За вашего Сёмку, оказывается, тоже я виноват. Это же не ребёнок, а...— он остановился, подыскивая нужное слово,— а стачечник какой-то. Он мне всех детей перепортил, он их чёрт знает чему учит!
— Чему? — спросил дедушка.
— Что я вам буду говорить! Если б это касалось только меня, так я бы ещё помучился с ним. Но вот пишут...— Он снизил голос до шёпота: — Господин Гозман пишет — «дурное влияние»! Вы ж понимаете: к вам всё время имели снисхождение, если сажали рядом с сыном Гозмана или Магазаника вашего Сёмку. Мы же хорошо помним, где его папа, и если теперь вы заберёте Сёмку, так уверяю — будет лучше для вас! Шлема тоже забрал своего Пейсто. Я бы с удовольствием, но нельзя же, чтоб из-за двух портилось ещё тридцать. Мне кажется...

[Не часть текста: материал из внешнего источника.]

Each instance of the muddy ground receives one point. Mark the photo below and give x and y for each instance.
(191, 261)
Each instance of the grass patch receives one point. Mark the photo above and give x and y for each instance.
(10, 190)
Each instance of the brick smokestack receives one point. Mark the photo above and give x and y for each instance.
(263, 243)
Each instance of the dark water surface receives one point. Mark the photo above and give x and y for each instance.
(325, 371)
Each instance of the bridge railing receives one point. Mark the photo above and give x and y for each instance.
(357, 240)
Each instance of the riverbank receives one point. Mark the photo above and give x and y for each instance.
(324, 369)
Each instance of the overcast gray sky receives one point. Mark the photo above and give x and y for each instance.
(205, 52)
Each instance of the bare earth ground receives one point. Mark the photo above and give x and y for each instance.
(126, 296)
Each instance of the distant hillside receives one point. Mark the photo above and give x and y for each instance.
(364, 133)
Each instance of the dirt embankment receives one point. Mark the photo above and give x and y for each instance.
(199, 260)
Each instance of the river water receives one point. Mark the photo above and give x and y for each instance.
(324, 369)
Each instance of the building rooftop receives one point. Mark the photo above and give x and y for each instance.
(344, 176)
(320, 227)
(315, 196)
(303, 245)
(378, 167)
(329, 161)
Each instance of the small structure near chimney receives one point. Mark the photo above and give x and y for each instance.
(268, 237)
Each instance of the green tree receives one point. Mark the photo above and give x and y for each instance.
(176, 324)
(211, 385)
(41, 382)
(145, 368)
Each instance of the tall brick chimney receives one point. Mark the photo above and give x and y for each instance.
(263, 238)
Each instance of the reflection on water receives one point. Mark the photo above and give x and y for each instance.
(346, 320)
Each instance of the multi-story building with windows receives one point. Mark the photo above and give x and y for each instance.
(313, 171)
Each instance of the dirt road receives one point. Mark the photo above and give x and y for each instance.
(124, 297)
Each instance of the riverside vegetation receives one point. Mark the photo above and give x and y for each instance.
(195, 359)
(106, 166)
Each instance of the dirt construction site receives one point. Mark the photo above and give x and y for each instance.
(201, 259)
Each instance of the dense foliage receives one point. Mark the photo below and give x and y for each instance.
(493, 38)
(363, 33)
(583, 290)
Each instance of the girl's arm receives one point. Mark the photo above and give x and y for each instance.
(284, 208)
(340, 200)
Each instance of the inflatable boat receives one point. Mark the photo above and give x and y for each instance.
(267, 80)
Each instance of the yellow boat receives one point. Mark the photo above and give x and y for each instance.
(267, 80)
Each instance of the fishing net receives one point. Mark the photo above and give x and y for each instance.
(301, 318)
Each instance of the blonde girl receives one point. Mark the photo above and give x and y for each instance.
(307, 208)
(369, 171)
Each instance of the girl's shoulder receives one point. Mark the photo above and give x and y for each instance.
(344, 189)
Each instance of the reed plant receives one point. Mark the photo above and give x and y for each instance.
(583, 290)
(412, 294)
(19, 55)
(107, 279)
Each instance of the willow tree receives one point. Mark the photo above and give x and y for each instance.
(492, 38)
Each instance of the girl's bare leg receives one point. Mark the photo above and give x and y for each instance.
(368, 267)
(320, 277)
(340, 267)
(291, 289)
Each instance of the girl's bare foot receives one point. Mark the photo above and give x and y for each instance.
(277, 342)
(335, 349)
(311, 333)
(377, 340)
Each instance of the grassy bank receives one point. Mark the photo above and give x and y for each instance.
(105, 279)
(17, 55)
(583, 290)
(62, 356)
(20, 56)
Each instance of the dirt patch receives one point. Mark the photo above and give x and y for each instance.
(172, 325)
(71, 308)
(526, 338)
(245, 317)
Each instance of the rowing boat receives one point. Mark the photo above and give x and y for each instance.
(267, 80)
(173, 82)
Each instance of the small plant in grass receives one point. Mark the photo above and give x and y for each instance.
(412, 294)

— Вам не кажется, что вы старый дурак? — закричал дедушка.— Он ещё смеет меня учить! Он ещё смеет ругать мальчика! Тьфу! Чёрный сон на твою голову! — И, хлопнув дверью, дедушка выскочил на улицу.
* * *
Каждую минуту выбегал Сёма за ворота, смотрел во все стороны с тревогой и нетерпением, ожидая возвращения дедушки. Но старик пришёл лишь к обеду. Сбросив пиджак, он медленно скрутил папироску и прошёл на кухню к бабушке. Они говорили шёпотом, но Сёма знал, что говорят о нём. Он приготовился выслушать строгие слова дедушки и даже готов был просить прощения. Если хорошо подумать, то внуку совсем не обязательно поднимать голос на бабушку. Но дедушка вышел из кухни улыбаясь; бабушка, вытирая руки о фартук, быстро шла за ним:
— И что же ты не мог всё это сказать тихо? Спичка!
— Нет,— отвечает дедушка,— я уже ему вывалил всё, что у меня было на сердце...
Дедушка снимает брюки, аккуратно складывает их и, откинув одеяло, ложится в постель.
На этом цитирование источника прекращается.